Uwe und die junge Frau Maria 3/3

 In FEATURED, Kurzgeschichte/Satire, Roland Rottenfußer

Uwe ist ein geistig behinderter junger Mann, ausgestattet mit einer wuchtigen Statur und einem sanften Gemüt. Der Erzähler dieser Geschichten-Reihe nahm ihn bei sich auf, nachdem die Städtische Behinderten-Einrichtung aus Kostengründen geschlossen worden war. Uwe betrachtet die Veränderungen, die sich seit einigen Jahren in unserem Lebensumfeld vollziehen, mit einem ganz eigenen, unverstellten Blick und reagiert gesünder auf sie als so mancher „Normale“. In dieser Geschichte lernen wir Uwes religiöse Neigung kennen – und erfahren, wie sich auch Religion den Effizienz-Erfordernissen einer globalisierten Welt anzupassen hat. Erster Teil der Geschichte hier und hier. Roland Rottenfußer

Uwes massiger Leib hatte Schwierigkeiten, sich nicht an den Kanten der über unseren Köpfen wie unter den Füßen spiralförmig hinablaufenden Stufen zu stoßen. Schließlich aber waren wir da: ein schmaler, schlauchförmiger, jedoch weit in die Tiefe führender Raum, der nur von einer Funzel im hinteren Bereich beleuchtet war – einem gelegentlich flackernden Kunstlicht. In einem solchen Ambiente war ich froh, dass ich mich nicht mitten in einem Horrorfilm, sondern in einer Realität befand, in der sich der Schrecken nur wohl dosiert und einigermaßen berechenbar offenbarte. Ein muffiger Geruch schien den gewölbten Wänden zu entströmen, und ich musste mehrmals heftig husten, wohl weil hier unten seit Menschengedenken niemand mehr Staub gewischt hatte.

Uwe folgte uns nur sichtlich ungern, denn er mochte dunkle Höhlen und jede Form von Enge gar nicht. Sie machten ihm Angst. Mein Freund war für sein seelisches Wohlergehen noch stärker als ich auf Licht und Weite angewiesen. „Blöde Rüpta!“ raunzte er. Und wieder: „Junge Frau Maria!“. Ich bugsierte ihn zügig an den Grabtafeln verstorbener Kardinäle und den edelsteingeschmückten, in Glassärgen modernden Skeletten vorbei, die wegen der spärlichen Beleuchtung hier zum Glück nur schwer zu erkennen waren. Ein einziges der Juwelen an den mit Goldfäden durchwirkten Brokat-Kleidern dieser Leichen hätte genügt, um Uwe und mich für Monate zu ernähren.

Und da saß sie, in einer kleinen Nische, die man von der Treppe aus noch nicht hatte sehen können.
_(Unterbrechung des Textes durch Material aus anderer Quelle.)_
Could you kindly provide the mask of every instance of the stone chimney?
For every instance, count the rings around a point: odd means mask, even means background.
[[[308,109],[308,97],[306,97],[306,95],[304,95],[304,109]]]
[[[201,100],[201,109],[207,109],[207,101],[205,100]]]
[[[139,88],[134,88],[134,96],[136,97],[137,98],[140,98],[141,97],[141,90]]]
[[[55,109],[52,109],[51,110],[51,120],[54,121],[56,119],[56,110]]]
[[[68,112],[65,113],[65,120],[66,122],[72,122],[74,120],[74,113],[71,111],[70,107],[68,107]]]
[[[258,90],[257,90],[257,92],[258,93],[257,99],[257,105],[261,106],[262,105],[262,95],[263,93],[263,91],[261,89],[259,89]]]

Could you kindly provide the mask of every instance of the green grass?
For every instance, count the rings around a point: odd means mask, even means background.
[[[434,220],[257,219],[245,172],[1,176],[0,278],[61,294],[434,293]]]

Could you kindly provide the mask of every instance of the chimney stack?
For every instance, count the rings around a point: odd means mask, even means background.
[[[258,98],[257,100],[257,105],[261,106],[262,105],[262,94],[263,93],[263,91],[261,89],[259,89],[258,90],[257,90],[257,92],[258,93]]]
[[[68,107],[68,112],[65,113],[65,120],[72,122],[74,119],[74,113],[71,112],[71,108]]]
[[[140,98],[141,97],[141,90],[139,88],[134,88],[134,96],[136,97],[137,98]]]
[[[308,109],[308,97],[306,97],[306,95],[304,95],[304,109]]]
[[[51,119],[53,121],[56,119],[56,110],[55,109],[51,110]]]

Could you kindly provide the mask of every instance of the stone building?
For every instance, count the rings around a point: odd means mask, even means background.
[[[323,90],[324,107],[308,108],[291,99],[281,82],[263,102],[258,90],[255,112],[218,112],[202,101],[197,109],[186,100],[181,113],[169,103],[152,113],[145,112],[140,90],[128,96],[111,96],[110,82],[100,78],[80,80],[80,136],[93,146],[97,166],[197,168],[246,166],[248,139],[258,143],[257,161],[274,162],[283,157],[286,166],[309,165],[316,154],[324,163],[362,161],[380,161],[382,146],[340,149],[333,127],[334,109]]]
Nur von einer schummrigen Elektrokerze illuminiert und doch schön wie ein weißer Nachtschmetterling in einem schattigen Garten, der zufällig von Schein einer Straßenlaterne getroffen wird und kurz in einem verzauberten Licht aufleuchtet. Maria verströmte einen tröstlichen Segen, der sich Uwe und mir sofort mitteilte. Während ihr linker Arm das Jesuskind aufrecht hielt, senkte sich die rechte in einer Gebärde vollendeter Entspannung zu den Ankömmlingen herab. Ihr Blick war liebevoll auf das wissende Kind gerichtet. Und doch war er auch ganz nach innen gewendet, wo hinter den Augen der Jungfrau die Vorahnung von etwas unfassbar Traurigem vorüberzuziehen schien. Zugleich war da Einverständnis, wehrlose Hingabe an was auch immer kommen mochte.

Marias Knie waren etwas auseinandergefallen, so dass ihr kunstvoll gearbeiteter Faltenrock dazwischen eine Mulde bildet. Und schon war Uwe bei ihr und hatte seinen schweren Kopf in vollkommenem Vertrauen in den Schoß der Mutter gelegt, eines ihrer Beine Schutz suchend umschlingend. „Liebe junge Frau Maria!“, stieß er hervor und auf seinem Gesicht lag ein seliges Lächeln. So musste er schon als Kind den Kopf in den Schoß seiner Großmutter Martha gelegt haben. Die innige Gelöstheit dieser Szene übertrug sich unwillkürlich auf mich. Ich fühlte sogar körperlich eine Entspannung, die in sanften Wellen durch mich lief. Und meine Hand löste sich, wie sich auch meine Gesichtszüge lösten und weiteten im Nachlassen all der gedankengetriebenen Verkrampfung, die mich so lange gefangen gehalten hatte. Ich tauchte ein in ein verdichtetes Fluidum aus Segen und traurigem Glück. Für einen Moment war da nichts mehr, was ich hätte tun, leisten oder befürchten müssen. Maria war es, die ohne unser Zutun zu wirken und zu heilen schien.

Ich vergaß sogar, dass ich Agnostiker war. Denn ein Agnostiker weiß, dass er nichts weiß – ich wusste in diesem Augenblick nicht einmal mehr das. Und auch als „Glauben“ würde ich es nicht bezeichnen, was ich innerhalb der Aura der gütigen Mutter empfand. Glaube hätte ja auch wieder bedeutet, diesen Nebel aus ahnungsvollem Behagen mit Wortnägeln fixieren zu wollen. Es ging vielleicht überhaupt nicht darum, etwas Bestimmtes zu tun oder zu glauben. Vielmehr einfach da zu sein inmitten des durchdringenden, atmosphärischen Trostes, für den unser Abendland die Chiffre Maria gefunden hatte.

Ja, auch Traurigkeit fühlte ich, denn was hatten sie mit dir gemacht, Maria, du einstige Himmelskönigin, verehrt und goldbekränzt, um die stets – dem sternenumstandenen Mond am Nachthimmel gleich – ein Meer von Lichtern gewesen war, entzündet aus Liebe und grenzenlosem Vertrauen? Wie konnten sie dich hierher verbannen in diese Rumpelkammer, in diese vernachlässigte, schändliche Höhle aus Staub und Moder? Ich spürte Wut in mir hochsteigen, obwohl ich eigentlich ja ein Ungläubiger war. Als hielten mich unsichtbare Kindheits-Bande an diesem Urbild fest, an das ich nicht glaubte und das ich doch einer mir selbst unbegreiflichen Anwandlung von Treue wegen nicht geschändet sehen wollte.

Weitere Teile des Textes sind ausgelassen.